My thinking is slightly different ... they may not be following the requirements. There are two possible interpretations of the requirements. Interpretation One: A "Copy Once" program on cable is deemed to have been copied once at the time it is recorded on a TiVo, and so it cannot be copied again via MRV. This is the TiVo Inc. interpretation. I can't confirm it, BTW, but "Copy Once" (CCI 0x02) may be getting changed internally by the TiVo to "Copy No More" (CCI 0x01). Whether it is or not, TiVo boxes definitely won't share the program via MRV.

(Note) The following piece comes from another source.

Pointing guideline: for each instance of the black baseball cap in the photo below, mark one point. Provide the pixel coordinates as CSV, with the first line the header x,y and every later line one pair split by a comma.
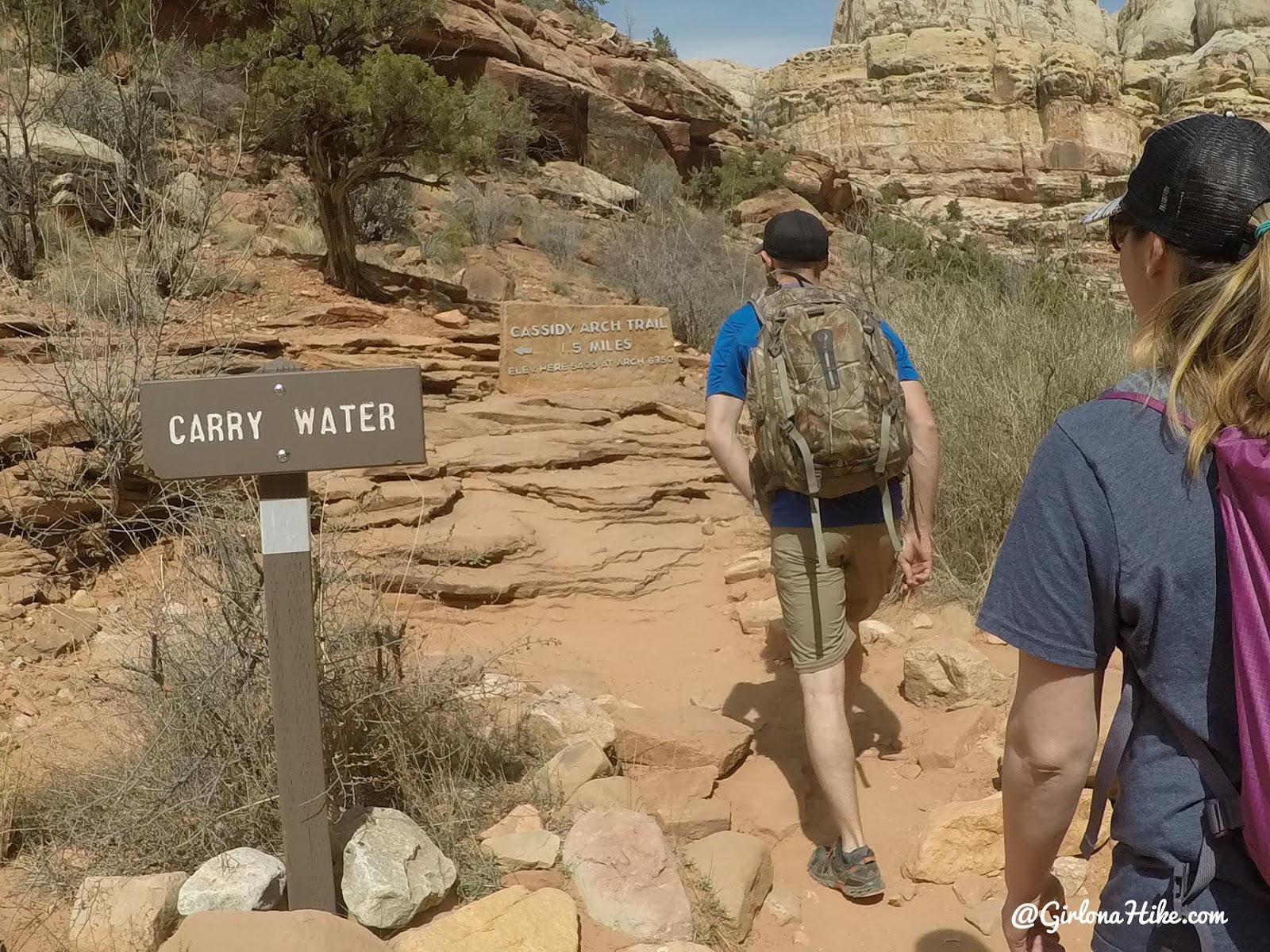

Interpretation Two (mine): A "Copy Once" program should be recorded as such by a TiVo, preserving the CCI byte at 0x02, under the assumption that a recording of an original program as it is being transmitted is not a "copy" per se. In that the recording is marked "Copy Once," as was the original, it then ought to be able to be copied, in a literal sense of the word, to another device. On the other device, the copy would be marked "Copy No More" and could not be re-copied.

Given that there are two reasonable interpretations, we are in a gray area here. It is not surprising that TiVo has used the more conservative interpretation, as they don't want to get on the wrong side of the rest of the industry and have to fight a lot of lawsuits. At the same time, it seems that there is no copyright violation involved with MRV, since MRV would seem to represent a "fair use" of the original recording. Hence, the conservative interpretation would seem to violate customers' fair-use rights ... possibly opening TiVo to a class action lawsuit by the customers!


----------



## MichaelK (Jan 10, 2002)

it's never been definitively determined if the copy on the tivo is the one copy or not. Not sure how we could every figure that out or not.

But in any event- there is no reason that tivo couldn't update their MRV to only allow copies or moves ONLY to other tivo boxes. I'm no expert but each box has a TSN and a crypto chip- if that isn't enough to positively identify a box then there probably isn't anything (and the cablecard specs acknowledge that people could do stuff like physically attack the hardware to compromise any system so I'd think a solution that transfers/copied only to tivo's would be approved).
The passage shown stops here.